Es ist wohl die Rolle seines Lebens: Oscar Wilde, dem der britische Starschauspieler Rupert Everett nun mit „The Happy Prince“ ein spätes filmisches Denkmal gesetzt hat. Vor gut zehn Jahren begann er das Drehbuch dafür zu schreiben und übernahm am Ende nicht nur die Hauptrolle sondern auch die Regie.

Eine Liebeserklärung an Oscar Wilde

Herausgekommen ist eine einzige Liebeserklärung an den irischen Dichter, aber keine die ihn verherrlicht oder idealisiert, sondern ihn als gebrochenen kranken Mann im selbst gewählten Pariser Exil zeigt.

Zuvor hat er wegen homosexueller Unzucht in einem englischen Zuchthaus gesessen, die Anklage „verdankte“ er dem Vater seines früheren Liebhabers, des Lord Alfred Douglas „Bosie“ (Colin Morgan).

Die Zwangsarbeit hat die Gesundheit des Dichters ruiniert

Das Gefängnis und die damit einhergehende Zwangsarbeit hat die Gesundheit des einst gefeierten Dichters ruiniert genau wie seine gesellschaftliche Stellung. Und mit Hilfe seiner Freunde Robbie Ross (Edwin Thomas) und Reggie Turner (Colin Firth), die ihn finanziell wie emotional unterstützen, hat er jetzt Zuflucht in Frankreich gefunden.

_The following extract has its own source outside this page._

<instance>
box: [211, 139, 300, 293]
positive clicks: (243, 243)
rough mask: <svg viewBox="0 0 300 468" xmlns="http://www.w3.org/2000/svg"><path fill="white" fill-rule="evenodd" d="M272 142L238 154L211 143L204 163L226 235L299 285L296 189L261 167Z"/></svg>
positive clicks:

Dort nimmt er gegen ihren Rat auch wieder Kontakt zu Bosie auf, eine Begegnung, die recht hoffnungslos verläuft. Und Gesellschaft leisten ihm nun vor allem ein Strichjunge und dessen kleiner Bruder, denen er das Märchen vom glücklichen Prinzen erzählt, wie einst seinen beiden Söhnen.

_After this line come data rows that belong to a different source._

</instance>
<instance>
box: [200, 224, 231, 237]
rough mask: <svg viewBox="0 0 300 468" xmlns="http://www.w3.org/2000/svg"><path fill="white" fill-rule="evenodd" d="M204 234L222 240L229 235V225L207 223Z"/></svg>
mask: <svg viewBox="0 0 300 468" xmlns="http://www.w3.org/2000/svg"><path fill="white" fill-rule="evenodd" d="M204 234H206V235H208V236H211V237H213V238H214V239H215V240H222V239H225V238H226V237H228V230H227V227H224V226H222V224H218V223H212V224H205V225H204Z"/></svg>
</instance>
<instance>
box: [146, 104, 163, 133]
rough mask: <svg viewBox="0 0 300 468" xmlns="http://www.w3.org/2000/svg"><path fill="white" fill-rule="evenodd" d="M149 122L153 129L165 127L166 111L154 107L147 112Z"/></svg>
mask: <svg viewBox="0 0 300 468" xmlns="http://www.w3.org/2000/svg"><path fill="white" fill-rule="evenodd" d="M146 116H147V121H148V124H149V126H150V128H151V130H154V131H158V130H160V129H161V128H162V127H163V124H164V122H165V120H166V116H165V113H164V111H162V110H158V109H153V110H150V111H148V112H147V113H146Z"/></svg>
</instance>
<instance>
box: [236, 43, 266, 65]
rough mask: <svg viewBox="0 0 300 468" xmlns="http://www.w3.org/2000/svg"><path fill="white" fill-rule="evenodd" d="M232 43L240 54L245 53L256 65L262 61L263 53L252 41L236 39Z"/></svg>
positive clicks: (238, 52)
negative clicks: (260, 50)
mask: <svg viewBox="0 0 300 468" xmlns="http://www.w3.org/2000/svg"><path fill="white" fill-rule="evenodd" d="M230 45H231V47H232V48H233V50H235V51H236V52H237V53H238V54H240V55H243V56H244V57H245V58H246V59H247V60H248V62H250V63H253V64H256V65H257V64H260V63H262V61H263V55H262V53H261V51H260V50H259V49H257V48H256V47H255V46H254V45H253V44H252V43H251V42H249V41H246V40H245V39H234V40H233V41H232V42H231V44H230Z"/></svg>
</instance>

Beeindruckend: Rupert Everetts schauspielerische Kraft

Der Film selbst, der mit zahlreichen Rückblenden und halluzinatorischen Szenen arbeitet, zeichnet die letzten drei Jahre seines Lebens nach bis zu Wildes Tod im Jahr 1900 – eine Zeit voller Alkoholexzesse, Armut und Verbitterung.

Beeindruckend ist neben dieser beängstigenden Tristesse besonders die schauspielerische Kraft und überbordende Leidenschaft, mit denen Everett diese Figur spielt. Eine ganz große Leistung, die auch die bisweilen eher konventionell biedere Inszenierung vergessen lässt.